In a frantic outreach effort to nationalist voters in the runoff, Kilicdaroglu had vowed to send back refugees and ruled out peace negotiations with Kurdish militants if he was elected.
Erdogan and pro-government media portrayed Kilicdaroglu, who received the backing of the country’s pro-Kurdish party, as colluding with “terrorists” and supporting what they described as “deviant” LGBTQ rights.
In his victory speech, Erdogan repeated those themes, saying LGBTQ people cannot “infiltrate” his ruling party or its nationalist allies.
Erdogan transformed the presidency from a largely ceremonial role to a powerful office through a narrowly won 2017 referendum that scrapped Turkiye’s parliamentary system of governance. He was the first directly elected president in 2014 and won the 2018 election that ushered in the executive presidency.
Erdogan is now serving his second term as president under the executive presidency. He could run again for another term if parliament — where his ruling party and allies hold a majority — calls early elections.

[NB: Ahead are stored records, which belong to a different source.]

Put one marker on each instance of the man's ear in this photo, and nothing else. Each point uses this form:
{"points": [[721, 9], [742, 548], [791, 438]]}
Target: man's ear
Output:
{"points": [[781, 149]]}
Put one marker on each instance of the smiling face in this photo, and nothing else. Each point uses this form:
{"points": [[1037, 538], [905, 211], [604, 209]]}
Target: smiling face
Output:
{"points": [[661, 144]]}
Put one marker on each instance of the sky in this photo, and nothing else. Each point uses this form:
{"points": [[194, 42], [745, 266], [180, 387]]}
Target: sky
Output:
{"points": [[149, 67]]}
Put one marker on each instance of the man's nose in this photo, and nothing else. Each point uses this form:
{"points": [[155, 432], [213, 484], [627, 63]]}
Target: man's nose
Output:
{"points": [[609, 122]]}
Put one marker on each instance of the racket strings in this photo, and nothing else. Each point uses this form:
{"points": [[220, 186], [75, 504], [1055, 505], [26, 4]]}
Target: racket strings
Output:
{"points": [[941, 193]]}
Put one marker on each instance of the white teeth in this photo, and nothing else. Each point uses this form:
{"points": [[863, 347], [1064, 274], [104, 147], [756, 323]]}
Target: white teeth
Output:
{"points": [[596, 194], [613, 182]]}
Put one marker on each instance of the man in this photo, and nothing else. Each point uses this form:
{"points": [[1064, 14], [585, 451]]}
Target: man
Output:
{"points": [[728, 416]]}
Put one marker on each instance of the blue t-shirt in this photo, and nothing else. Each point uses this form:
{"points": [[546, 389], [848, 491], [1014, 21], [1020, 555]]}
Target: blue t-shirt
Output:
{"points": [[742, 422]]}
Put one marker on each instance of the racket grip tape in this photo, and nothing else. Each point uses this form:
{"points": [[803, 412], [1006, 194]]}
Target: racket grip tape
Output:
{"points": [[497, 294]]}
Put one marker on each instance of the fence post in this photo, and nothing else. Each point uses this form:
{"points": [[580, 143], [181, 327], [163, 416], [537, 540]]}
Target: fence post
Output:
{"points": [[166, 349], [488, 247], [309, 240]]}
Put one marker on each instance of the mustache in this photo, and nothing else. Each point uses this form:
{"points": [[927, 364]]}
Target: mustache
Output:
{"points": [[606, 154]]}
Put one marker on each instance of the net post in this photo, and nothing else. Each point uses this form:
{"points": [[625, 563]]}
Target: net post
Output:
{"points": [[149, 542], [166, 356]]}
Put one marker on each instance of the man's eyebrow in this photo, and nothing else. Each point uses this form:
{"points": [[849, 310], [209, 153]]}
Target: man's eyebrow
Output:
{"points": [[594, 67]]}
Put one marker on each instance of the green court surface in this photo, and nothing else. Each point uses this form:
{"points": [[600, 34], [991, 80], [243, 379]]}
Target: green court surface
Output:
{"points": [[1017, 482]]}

The number of terms was a point of contention ahead of the elections when critics argued Erdogan would be ineligible to run again since he had also held the office before the system change but he pointed to the constitutional amendments that brought in the executive presidency as justification.
The first half of Erdogan’s tenure included reforms allowing the country to begin talks to join the European Union, as well as economic growth that lifted many out of poverty.
But he later moved to suppress freedoms and the media and concentrated more power in his own hands, especially after a failed coup attempt that Turkiye says was orchestrated by the US-based Islamic cleric Fethullah Gulen. The cleric denies involvement.